Christ Has Always Been Light
- February 14, 2019
- by
- Jessica Fields
I love a good object lesson. I’d like to think that’s part of how God made me.
If you take a quick look at Jesus’ ministry, and add up all the parables and metaphors He used, I think you’ll find he likes a good object lesson too.
In January 2014 I moved to Sweden and found myself stuck in a winter unlike any I’d ever experienced. Beyond being incredibly cold, we only had gray daylight from 9am-4pm. It’s hard to know how impactful the sun is until you don’t see if for 2 months straight.
Though I’d previously read passages that described Christ as the light of the world, and our sin as the deepest darkness, those passages took on a new meaning when I looked at the physical darkness around me. And when the physical darkness mirrored a spiritual darkness, the words of John 1 carried me forward.

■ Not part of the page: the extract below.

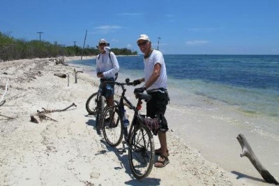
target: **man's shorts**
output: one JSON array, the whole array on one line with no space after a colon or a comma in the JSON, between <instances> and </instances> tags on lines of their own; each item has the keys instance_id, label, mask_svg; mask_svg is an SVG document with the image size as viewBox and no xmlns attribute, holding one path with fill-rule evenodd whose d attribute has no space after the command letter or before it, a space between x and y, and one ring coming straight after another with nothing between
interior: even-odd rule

“The light shines in the darkness, and the darkness has not overcome it.” – John 1:5
Christ has always been light, and the darkness has not and will not overcome Him, but as I biked home in darkness in the early afternoon, the promise that God was bigger than something that felt so oppressive felt all the more real. I needed sunlight, and through that need I more fully saw my need for God’s light in my life.
When I moved to Australia a few weeks ago, I tried to keep my eyes open for how God might be using the world around me to teach me about His character. My dad and I trekked 75 miles across Brisbane over the course of the week, checking out potential apartments, and I learned a thing or two about heat.
As we walked around, Psalm 42 came to mind. As the deer pants for streams of water, so my soul pants for you, my God.
I don’t mean for that to sound flippant. While I was incredibly thirsty all week, I was in a place where water was readily accessible, which is a privilege. But I was experiencing thirst in a way I hadn’t ever before, and in the same way I felt my soul thirst for God amidst the fear of settling into a new place.
When it was hot and I was tired and grumpy, a big cold glass of water felt magical. And in John 7:37-39, Jesus declares that He is living water that will never run dry. Being in a new country, and feeling quite alone, having a physical reminder of how refreshing the Gospel is for the soul was a great encouragement.
Perhaps it’s a cheesy exercise, but if God promises to reveal Himself through His creation, then I want to see it. As Paul says in Romans 1:19-20, we are all without excuse, because God’s invisible attributes are revealed in the things He has made. Of course, what we see in creation should push to us to seek out where God has revealed Himself even more clearly – in His Word.
I’d encourage you take a look at your circumstances, both physical and spiritual, to see how God might be speaking. Pray that God would reveal His character to you through the world around you as you seek His truth in Scripture. Oftentimes it can feel heard to hear God, but I also know that creation screams out His glory, and we only have to look out for it.